Students' time outside is limited, and water breaks are frequent. And though there is only one school gym in the county with air conditioning, the gym at Thomson High School did not have the air on until after the incident at Lakeside.
McDuffie County Superintendent of Schools Mark Petersen said the excessive heat prompted the air conditioning in the THS gym where temperatures reached 98 degrees. It also prompted principals to pull P.E. classes and recess into the main building when the heat index neared 100.
"We're just going off of common sense. If it's too hot, they make some adjustments," Dr. Petersen said. "Certainly, safety is number one. We hope not to have any issues like the other school had."
THS P.E. Teacher Lisa Cody said she had a student with heat-related health problems the day after the death at Lakeside. Later that day, the air was turned on even though she said officials told her it would only be used for special occasions.

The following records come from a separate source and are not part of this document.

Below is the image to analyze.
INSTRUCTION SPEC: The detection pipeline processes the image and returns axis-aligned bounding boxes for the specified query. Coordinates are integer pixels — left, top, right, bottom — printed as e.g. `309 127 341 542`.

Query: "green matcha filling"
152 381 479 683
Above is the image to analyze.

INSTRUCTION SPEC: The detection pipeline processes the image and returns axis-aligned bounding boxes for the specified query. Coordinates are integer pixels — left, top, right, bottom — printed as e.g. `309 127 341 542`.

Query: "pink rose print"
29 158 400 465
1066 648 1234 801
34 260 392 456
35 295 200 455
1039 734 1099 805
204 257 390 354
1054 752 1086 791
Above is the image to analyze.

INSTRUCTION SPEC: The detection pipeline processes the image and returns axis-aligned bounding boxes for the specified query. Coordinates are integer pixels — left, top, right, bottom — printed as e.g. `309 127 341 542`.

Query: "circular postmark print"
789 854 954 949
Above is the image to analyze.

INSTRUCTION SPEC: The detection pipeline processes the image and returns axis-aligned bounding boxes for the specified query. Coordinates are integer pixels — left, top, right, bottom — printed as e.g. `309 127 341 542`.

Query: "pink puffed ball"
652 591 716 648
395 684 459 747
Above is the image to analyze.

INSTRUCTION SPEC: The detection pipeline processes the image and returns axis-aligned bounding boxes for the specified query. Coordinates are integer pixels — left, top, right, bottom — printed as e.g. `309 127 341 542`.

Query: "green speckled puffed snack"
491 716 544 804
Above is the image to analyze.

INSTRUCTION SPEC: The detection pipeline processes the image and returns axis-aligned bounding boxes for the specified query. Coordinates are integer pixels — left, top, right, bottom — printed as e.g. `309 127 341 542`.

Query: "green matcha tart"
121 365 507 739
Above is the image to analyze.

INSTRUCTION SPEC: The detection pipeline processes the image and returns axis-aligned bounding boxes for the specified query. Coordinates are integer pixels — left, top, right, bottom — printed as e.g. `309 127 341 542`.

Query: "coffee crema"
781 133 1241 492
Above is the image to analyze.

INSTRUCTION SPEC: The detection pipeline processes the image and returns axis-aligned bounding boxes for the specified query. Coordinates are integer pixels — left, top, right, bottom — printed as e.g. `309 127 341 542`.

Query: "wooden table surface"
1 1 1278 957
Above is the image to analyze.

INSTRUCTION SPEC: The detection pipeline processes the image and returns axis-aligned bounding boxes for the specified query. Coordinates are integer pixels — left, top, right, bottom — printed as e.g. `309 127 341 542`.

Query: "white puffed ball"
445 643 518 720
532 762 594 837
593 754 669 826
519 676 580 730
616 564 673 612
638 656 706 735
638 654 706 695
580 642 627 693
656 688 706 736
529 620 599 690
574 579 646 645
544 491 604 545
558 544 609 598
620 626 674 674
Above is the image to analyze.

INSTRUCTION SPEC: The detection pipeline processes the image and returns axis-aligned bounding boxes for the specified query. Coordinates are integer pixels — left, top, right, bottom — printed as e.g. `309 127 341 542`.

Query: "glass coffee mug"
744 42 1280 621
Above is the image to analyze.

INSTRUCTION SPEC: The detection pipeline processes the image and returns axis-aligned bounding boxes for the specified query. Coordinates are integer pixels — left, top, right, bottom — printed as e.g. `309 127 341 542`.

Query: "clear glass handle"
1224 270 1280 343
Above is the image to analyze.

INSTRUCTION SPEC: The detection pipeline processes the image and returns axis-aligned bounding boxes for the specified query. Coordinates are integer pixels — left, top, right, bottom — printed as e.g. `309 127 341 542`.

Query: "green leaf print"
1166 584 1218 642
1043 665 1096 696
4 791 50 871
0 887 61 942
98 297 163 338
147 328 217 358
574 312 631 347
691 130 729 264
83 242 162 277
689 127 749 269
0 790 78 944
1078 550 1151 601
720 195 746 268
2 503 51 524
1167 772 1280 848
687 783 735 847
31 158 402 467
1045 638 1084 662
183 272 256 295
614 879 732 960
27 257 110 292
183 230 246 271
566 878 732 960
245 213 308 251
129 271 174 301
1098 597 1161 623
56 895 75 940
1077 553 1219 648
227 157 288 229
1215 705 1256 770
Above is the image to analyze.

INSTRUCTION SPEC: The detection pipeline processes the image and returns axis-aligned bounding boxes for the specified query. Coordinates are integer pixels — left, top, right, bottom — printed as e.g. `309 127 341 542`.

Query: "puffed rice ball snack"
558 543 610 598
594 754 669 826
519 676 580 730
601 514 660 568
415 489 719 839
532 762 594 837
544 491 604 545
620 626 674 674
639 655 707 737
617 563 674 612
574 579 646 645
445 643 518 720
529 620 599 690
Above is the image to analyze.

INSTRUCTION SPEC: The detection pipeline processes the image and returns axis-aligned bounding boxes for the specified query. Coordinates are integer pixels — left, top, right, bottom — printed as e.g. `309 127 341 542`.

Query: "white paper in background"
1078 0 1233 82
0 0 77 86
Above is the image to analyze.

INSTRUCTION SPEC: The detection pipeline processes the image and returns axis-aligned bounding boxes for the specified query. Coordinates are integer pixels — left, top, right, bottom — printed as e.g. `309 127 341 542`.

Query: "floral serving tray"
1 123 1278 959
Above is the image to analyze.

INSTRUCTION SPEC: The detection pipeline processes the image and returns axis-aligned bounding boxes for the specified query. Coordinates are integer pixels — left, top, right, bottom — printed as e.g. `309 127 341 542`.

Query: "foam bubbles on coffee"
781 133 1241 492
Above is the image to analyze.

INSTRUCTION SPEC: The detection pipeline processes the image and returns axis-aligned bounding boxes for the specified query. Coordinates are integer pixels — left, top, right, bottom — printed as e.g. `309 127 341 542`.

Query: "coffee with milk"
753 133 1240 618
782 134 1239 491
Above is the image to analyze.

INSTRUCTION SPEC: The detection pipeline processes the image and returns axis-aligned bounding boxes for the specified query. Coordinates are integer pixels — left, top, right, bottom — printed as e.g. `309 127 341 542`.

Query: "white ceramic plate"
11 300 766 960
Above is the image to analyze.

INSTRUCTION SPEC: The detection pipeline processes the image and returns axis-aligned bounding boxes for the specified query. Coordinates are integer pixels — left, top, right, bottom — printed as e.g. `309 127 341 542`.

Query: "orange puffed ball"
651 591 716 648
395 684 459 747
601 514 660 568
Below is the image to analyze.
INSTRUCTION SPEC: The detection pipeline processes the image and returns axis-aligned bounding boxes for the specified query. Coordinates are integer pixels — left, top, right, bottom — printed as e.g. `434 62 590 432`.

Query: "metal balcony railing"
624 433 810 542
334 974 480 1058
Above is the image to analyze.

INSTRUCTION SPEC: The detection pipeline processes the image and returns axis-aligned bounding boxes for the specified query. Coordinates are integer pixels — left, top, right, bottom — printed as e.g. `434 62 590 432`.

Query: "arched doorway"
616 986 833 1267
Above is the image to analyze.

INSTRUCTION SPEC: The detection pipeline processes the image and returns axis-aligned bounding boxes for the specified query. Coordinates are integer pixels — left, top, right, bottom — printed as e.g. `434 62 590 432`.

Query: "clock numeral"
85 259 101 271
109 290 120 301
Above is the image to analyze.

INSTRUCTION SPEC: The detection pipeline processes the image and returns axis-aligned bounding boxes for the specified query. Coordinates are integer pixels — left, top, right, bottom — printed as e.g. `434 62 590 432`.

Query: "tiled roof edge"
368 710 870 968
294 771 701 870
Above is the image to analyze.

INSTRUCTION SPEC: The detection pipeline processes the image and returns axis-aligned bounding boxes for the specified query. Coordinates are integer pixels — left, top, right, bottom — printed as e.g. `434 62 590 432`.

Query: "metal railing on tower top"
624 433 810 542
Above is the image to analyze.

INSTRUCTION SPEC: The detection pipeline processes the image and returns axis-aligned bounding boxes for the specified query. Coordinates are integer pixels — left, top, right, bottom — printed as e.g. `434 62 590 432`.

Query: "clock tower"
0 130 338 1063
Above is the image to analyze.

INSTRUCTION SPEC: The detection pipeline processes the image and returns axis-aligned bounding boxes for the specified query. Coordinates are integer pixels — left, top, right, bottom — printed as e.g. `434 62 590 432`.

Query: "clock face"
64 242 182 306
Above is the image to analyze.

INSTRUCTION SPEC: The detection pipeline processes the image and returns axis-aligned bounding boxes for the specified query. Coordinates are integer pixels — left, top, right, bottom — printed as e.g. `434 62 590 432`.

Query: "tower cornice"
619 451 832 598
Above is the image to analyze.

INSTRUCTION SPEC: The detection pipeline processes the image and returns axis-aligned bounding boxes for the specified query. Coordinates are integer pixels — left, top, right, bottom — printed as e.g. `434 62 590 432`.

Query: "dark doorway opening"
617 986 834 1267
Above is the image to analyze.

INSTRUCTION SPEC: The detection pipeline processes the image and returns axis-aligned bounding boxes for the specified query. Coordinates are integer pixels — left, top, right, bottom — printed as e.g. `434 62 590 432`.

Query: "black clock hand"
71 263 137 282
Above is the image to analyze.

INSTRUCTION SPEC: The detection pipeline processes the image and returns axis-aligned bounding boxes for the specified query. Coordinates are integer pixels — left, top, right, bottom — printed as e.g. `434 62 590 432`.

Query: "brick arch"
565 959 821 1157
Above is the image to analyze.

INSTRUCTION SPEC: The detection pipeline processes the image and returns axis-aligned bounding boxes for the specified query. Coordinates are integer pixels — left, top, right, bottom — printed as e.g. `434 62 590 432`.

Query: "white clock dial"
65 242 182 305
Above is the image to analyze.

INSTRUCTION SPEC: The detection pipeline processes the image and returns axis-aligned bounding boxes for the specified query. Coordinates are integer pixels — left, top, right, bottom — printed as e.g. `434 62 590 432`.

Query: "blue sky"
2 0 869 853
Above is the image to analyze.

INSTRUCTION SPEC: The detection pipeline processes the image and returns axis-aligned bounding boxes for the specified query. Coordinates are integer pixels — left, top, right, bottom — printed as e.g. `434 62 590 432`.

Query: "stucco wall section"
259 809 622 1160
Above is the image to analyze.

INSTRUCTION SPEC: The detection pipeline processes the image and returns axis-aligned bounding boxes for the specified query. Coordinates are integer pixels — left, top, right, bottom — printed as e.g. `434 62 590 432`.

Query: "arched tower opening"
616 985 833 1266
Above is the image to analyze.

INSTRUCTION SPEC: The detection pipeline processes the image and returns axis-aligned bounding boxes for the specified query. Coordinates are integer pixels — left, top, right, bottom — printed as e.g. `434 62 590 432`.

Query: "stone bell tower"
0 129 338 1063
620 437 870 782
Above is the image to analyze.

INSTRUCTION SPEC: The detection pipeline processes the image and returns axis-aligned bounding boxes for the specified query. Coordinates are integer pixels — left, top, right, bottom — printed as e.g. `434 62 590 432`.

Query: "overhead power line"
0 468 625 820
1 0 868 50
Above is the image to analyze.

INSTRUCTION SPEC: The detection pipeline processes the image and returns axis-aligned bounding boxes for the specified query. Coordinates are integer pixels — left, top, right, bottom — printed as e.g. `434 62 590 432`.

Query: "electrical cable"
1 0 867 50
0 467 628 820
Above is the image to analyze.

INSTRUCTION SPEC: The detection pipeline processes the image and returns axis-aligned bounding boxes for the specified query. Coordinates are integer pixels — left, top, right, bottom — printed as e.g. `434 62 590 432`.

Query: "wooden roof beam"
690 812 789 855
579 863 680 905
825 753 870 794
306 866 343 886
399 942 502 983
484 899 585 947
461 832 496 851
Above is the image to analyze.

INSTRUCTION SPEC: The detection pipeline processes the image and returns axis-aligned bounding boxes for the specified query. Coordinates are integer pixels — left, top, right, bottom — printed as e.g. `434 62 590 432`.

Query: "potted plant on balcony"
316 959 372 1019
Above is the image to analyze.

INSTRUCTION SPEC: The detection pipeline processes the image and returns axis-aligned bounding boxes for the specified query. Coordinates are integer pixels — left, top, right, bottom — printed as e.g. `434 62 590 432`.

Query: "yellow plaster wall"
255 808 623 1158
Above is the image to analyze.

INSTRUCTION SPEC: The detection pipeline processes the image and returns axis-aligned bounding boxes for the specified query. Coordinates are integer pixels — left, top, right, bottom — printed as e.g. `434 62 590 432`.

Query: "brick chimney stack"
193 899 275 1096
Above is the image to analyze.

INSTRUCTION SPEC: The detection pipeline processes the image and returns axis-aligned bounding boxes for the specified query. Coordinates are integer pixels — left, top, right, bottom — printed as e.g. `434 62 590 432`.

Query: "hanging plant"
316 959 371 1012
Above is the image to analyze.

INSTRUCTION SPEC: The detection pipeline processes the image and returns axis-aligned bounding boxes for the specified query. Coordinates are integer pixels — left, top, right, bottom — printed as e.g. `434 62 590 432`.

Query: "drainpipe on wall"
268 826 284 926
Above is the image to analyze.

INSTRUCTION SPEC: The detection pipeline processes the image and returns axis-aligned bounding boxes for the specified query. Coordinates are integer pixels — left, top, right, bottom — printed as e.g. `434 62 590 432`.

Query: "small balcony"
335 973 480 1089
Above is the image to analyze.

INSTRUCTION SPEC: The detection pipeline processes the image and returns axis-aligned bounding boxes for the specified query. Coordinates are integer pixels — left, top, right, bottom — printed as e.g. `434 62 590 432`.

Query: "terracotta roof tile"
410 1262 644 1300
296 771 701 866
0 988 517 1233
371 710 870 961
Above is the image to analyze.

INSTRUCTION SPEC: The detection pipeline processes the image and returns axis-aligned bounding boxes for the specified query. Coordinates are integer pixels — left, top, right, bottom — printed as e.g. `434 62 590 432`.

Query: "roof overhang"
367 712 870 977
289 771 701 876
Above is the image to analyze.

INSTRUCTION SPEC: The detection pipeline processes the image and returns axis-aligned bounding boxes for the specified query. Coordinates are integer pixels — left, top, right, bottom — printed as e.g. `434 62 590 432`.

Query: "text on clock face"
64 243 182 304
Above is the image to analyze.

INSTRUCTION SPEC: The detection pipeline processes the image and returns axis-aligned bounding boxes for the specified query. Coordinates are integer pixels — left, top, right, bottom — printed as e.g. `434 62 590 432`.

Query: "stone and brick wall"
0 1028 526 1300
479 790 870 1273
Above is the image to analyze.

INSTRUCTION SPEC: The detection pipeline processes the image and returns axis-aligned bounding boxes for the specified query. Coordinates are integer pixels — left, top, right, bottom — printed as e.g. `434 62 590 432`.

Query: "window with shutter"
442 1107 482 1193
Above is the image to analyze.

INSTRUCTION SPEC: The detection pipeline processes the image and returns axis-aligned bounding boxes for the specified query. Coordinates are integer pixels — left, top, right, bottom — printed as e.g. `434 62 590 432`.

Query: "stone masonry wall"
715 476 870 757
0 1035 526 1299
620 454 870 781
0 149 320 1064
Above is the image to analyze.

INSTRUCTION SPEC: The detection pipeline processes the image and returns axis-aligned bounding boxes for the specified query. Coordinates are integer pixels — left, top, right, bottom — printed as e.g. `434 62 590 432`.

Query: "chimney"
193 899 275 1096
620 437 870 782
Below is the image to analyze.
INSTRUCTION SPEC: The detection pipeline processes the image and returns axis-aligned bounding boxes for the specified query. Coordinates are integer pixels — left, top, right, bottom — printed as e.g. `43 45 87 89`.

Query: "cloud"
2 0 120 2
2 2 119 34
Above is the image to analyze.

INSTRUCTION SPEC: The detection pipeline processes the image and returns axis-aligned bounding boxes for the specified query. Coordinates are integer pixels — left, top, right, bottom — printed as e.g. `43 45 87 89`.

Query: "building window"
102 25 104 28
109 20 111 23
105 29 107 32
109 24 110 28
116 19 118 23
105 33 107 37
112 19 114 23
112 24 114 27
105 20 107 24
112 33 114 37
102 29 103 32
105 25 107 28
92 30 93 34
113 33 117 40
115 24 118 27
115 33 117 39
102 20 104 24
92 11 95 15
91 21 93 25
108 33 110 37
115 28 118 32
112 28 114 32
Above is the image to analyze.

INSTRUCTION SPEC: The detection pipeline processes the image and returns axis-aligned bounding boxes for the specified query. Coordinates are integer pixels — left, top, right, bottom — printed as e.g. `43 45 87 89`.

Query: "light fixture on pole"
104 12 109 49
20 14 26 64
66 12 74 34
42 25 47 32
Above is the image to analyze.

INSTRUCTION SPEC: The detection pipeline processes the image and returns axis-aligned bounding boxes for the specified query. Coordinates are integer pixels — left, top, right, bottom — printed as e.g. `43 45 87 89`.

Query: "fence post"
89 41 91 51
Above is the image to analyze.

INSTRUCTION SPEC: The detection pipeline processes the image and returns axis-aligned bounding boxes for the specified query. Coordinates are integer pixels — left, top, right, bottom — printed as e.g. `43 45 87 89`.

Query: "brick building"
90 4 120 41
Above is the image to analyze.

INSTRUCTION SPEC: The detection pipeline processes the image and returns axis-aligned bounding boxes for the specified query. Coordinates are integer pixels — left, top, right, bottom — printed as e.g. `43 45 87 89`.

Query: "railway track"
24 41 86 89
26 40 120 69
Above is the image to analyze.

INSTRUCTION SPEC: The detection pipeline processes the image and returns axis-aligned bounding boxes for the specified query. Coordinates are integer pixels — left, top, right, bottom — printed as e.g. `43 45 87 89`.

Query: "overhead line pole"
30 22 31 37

"Before the air we were giving breaks every 15 minutes, or if you needed it, before then," Mrs. Cody said. "If we went outside, it would be a walking activity. We never said é─˛You've got to run.'"
Mrs. Cody said even with the air conditioning at THS, there are still dangers that she and other P.E. teachers have to look out for. She said take the rain on Monday for example.
"There's one class (period) we're going to have three classes in that gym at one time, and when you put that much body heat and add the humidity, it would be better to go stand outside in the rain," she said.
Maxwell Elementary P.E. Teacher India Anne Goodyear agreed.
"It just traps the humidity and all in. When you open the door in the morning, it is like opening a 400 degree oven, especially if the nights haven't gotten cool yet," she said.
Mrs. Goodyear has four fans in the gym, one at each door. She said worrying about the heat has only recently been a problem.
"I have taught for 25 years. I have never remembered even thinking about the heat until these last five years," she said.
She added that frequent water breaks and shifting activities into the school building are only temporary solutions. Installing air conditioning at the other schools has been discussed, but no action has been taken. Mrs. Goodyear thinks a different approach may be the way to go.
"The answer is not air conditioning, and that's expensive," Mrs. Goodyear said. "The answer is starting school later. I am seriously, seriously worried. I was worried before Monday happened that is was going to happen to us."
Mrs. Cody echoed those comments, saying something needs to be done soon.
"We do have to find an answer before that happens to us because we're just a ticking time bomb," she said.